Truncated responses despite being under limits

We’ve been experimenting with long requests and structured output on the Gemini 2.5 models, via the Python SDK (google.genai package). Even while setting the max_tokens parameter to the 65535 upper bound on output tokens, though, we often receive truncated responses that are well below the limit:

config = types.GenerateContentConfig(
    http_options=types.HttpOptions(timeout=600000),
    temperature=0.9,
    max_output_tokens=65535,
    response_mime_type="application/json",
    response_schema=SCHEMA,
)

client = genai.Client(api_key=API_KEY)
contents = [
    types.Content(
        role="user",
        parts=[types.Part.from_text(text=PROMPT)],
    )
]
response = await client.aio.models.generate_content(
    model="gemini-2.5-flash-preview-04-17",
    contents=contents,
    config=config,
)

Examining responses for identical prompts, we see varying token counts that are well under 65535

GenerateContentResponseUsageMetadata(cached_content_token_count=None, candidates_token_count=32907, prompt_token_count=58154, total_token_count=123675
GenerateContentResponseUsageMetadata(cached_content_token_count=None, candidates_token_count=17224, prompt_token_count=58154, total_token_count=123676
GenerateContentResponseUsageMetadata(cached_content_token_count=None, candidates_token_count=None, prompt_token_count=58154, total_token_count=123688

sometimes we even get empty responses. Interestingly, finish_reason is always MAX_TOKENS and total_token_count - prompt_token_count is always near the limit.
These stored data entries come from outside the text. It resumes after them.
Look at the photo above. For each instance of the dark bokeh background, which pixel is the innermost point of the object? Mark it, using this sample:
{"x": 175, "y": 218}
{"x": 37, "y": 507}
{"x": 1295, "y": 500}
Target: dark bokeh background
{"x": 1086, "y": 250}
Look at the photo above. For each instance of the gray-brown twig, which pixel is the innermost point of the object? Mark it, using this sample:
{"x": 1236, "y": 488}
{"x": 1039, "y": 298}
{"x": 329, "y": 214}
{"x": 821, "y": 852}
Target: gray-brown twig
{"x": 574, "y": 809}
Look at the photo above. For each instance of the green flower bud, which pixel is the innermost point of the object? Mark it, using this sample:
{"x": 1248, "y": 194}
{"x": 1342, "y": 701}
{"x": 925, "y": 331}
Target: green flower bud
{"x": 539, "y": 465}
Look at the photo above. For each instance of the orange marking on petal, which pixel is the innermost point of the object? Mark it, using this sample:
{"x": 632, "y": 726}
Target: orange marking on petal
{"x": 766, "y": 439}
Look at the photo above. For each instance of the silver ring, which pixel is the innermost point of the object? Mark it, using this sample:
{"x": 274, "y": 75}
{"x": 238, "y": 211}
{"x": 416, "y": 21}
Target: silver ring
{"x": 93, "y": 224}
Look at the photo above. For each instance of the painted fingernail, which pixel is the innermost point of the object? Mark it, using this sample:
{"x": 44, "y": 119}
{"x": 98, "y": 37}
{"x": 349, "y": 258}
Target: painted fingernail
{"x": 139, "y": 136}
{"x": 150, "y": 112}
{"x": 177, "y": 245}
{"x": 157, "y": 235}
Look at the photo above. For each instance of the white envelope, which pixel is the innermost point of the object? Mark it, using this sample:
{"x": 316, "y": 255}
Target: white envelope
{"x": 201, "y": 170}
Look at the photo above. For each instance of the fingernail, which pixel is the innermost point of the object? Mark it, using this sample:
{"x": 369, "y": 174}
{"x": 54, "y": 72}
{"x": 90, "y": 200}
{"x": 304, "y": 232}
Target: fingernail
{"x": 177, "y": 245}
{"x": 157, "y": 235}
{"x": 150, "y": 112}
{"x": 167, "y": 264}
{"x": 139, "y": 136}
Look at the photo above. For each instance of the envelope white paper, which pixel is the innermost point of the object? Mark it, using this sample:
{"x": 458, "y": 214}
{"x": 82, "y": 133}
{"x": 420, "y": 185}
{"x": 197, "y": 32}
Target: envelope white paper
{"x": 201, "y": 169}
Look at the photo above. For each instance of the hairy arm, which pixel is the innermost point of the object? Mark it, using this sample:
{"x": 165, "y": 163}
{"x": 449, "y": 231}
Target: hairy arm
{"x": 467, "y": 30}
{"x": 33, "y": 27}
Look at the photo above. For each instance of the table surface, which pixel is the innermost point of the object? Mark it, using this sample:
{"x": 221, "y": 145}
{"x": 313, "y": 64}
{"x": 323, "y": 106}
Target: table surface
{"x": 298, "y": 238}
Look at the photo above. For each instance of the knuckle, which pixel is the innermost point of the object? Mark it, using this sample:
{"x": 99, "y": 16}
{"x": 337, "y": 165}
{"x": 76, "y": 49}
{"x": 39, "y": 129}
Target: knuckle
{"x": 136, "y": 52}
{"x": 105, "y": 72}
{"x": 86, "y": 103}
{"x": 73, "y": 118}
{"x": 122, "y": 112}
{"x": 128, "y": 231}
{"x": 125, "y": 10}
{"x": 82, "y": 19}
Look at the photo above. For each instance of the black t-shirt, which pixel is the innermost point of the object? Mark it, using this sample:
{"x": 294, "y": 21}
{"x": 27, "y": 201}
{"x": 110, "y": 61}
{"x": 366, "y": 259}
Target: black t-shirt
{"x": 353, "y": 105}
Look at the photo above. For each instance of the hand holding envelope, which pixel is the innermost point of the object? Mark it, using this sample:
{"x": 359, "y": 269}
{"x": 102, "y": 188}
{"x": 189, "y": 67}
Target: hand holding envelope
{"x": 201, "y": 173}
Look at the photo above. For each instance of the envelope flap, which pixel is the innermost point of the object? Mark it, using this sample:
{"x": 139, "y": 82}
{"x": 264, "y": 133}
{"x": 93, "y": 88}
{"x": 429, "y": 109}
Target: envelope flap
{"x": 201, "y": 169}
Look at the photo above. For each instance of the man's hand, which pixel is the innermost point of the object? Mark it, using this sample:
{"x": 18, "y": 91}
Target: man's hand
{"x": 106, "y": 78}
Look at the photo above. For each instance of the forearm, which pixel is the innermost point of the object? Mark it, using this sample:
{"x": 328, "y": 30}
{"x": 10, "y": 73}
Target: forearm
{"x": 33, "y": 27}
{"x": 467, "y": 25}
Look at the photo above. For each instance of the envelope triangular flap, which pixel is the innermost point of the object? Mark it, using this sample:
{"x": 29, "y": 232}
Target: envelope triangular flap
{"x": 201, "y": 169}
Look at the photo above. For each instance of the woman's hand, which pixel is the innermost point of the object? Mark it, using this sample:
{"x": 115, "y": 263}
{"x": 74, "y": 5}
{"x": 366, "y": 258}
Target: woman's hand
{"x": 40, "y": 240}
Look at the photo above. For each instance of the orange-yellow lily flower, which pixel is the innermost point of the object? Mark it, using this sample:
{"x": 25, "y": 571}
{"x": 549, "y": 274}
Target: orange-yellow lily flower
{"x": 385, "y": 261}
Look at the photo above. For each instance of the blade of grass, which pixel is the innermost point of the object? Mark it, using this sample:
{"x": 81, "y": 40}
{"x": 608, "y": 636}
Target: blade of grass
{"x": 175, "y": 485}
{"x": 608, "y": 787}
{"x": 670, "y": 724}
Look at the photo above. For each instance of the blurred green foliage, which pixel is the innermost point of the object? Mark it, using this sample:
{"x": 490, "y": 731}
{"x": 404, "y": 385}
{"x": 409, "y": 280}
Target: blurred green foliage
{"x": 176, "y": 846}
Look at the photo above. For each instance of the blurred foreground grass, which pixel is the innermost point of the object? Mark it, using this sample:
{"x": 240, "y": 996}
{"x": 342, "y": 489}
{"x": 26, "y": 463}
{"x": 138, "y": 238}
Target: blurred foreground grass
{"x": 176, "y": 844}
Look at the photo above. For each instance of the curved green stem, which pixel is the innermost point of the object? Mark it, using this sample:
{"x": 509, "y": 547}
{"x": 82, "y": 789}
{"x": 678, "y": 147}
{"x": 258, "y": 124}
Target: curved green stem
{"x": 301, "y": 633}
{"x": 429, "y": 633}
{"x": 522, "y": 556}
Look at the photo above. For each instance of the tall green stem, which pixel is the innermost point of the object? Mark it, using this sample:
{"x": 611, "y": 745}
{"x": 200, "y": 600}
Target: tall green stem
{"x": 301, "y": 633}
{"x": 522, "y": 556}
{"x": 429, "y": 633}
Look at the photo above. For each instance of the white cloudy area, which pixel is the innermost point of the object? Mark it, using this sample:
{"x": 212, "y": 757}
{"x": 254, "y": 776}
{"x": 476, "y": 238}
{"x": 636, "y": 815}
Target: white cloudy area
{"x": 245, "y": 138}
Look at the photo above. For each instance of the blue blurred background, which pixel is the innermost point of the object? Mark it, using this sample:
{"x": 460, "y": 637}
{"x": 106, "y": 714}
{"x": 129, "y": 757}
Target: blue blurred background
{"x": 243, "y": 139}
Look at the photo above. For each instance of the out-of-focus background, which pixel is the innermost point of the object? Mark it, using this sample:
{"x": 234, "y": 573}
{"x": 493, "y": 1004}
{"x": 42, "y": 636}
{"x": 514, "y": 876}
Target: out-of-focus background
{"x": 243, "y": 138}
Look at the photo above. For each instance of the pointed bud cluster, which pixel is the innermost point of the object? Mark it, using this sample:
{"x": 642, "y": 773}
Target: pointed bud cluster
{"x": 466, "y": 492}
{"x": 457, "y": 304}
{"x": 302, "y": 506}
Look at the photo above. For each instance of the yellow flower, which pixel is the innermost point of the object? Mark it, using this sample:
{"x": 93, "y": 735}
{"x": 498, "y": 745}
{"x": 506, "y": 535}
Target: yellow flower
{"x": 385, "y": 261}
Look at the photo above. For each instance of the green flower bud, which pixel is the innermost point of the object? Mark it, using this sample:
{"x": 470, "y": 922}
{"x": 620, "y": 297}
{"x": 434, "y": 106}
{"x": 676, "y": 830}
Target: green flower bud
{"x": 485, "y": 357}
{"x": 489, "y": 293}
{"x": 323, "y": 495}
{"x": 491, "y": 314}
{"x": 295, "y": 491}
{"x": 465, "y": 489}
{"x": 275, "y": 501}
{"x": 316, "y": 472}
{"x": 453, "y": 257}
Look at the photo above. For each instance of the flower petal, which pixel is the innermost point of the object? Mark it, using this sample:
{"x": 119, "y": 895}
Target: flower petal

What explains this behavior? Are we actually already running up against output limits, even though the response doesn’t seem to reflect that? Given that we’re getting schematized responses back, truncated responses mean malformed JSON. Is there anything we can do to work around this and get properly-formed JSON responses back?

1 Like

Hi @jdtan , Welcome to the forum.

Is this happening with the new Gemini 2.5 version, gemini-2.5-pro-preview-06-05 or gemini-2.5-flash-preview-05-20?"

1 Like

It’s happening on the latest flash version. There is a big thread here Truncated Response Issue with Gemini 2.5 Flash Preview - #31 by Emir_Arditi that shows several people having the issue.